THIS POST HAS BEEN UPDATED.
The Federal Education Budget Project (FEBP), Ed Money Watch's parent initiative, provides a wealth of state and school district level data on federal funding, demographics, and achievement through its website www.edbudgetproject.org. These data can tell important stories about how federal education funding interacts with student demographics and achievement. Moreover, the data often reveal rarely-discussed idiosyncrasies in federal funding and education. From time to time, Ed Money Watch will take a close look at one aspect of the data available through FEBP to highlight the value of this information.
This week, we'll take a look at federal Title I grants to local school districts and student poverty data available through the FEBP database. Title I Part A is the largest federal K-12 education program, providing more than $14 billion annually to local education agencies (LEAs) for supplemental education services for students from low income families. Title I funding data reveal formula flaws that significantly skew the relationship between poverty and funds received. In fact, the Title I formulas are considered a relatively opaque and inaccessible process that few education stakeholders understand.
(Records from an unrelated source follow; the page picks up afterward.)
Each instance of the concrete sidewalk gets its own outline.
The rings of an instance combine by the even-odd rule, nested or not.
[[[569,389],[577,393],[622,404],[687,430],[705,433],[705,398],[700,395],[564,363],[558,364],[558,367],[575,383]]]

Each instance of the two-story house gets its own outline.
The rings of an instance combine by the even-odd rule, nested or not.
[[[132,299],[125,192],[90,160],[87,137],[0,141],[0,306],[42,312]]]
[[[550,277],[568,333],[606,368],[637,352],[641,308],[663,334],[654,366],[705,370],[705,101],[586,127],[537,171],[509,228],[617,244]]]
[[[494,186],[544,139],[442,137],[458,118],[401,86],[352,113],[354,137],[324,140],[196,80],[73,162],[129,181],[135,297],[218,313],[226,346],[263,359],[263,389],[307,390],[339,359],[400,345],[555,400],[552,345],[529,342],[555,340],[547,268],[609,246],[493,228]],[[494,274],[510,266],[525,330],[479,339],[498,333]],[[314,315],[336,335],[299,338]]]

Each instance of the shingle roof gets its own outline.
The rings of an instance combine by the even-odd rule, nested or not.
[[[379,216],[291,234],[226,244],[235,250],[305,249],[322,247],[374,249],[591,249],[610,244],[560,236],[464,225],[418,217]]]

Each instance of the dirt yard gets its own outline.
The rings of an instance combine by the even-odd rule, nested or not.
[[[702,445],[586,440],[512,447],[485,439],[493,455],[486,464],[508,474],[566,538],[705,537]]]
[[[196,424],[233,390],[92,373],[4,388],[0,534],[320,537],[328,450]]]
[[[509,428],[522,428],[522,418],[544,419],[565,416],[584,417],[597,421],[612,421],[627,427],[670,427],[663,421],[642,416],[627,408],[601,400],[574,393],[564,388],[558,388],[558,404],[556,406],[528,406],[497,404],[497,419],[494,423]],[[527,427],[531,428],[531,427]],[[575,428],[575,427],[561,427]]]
Title I funds are distributed via four funding formulas: Basic Grants, Concentration Grants, Targeted Grants, and Education Finance Incentive Grants. All four formulas take into account the number or percent of students living in poverty in each district and other factors such as the cost of providing an education (as measured by per pupil expenditures) and the size of the state receiving funds. In many cases, the inclusion of these additional factors blurs the direct relationship between student poverty and funds received in districts across the country resulting in seemingly random fund allocations.
We used the custom data comparisons tool on the FEBP website to produce a table that demonstrates how these additional factors cause Title I distributions to vary widely by district. Specifically, we performed a comparison of districts in New York with student poverty rates and student populations within 10 percent of that in Vestal Central School District. Vestal Central School District is an average size district in the state of New York. Additionally, we asked the comparison tool to produce data on 2009 Title I funding (including economic stimulus funds), enrollment, and student poverty. The output of this comparison is below.
Although the student poverty rates and populations in these six New York districts are very similar, their Title I allocations vary dramatically. For example, Long Beach City School District received $1.03 million for Title I in 2009. In the same year, Spencerport Central School District received only $419,300 for Title I even though it has the same student poverty rate as Long Beach City and slightly more students. This results in a significantly different Title I allocation per poor pupil in each district - $3,116 per poor pupil in Long Beach City versus $1,250 in Spencerport Central.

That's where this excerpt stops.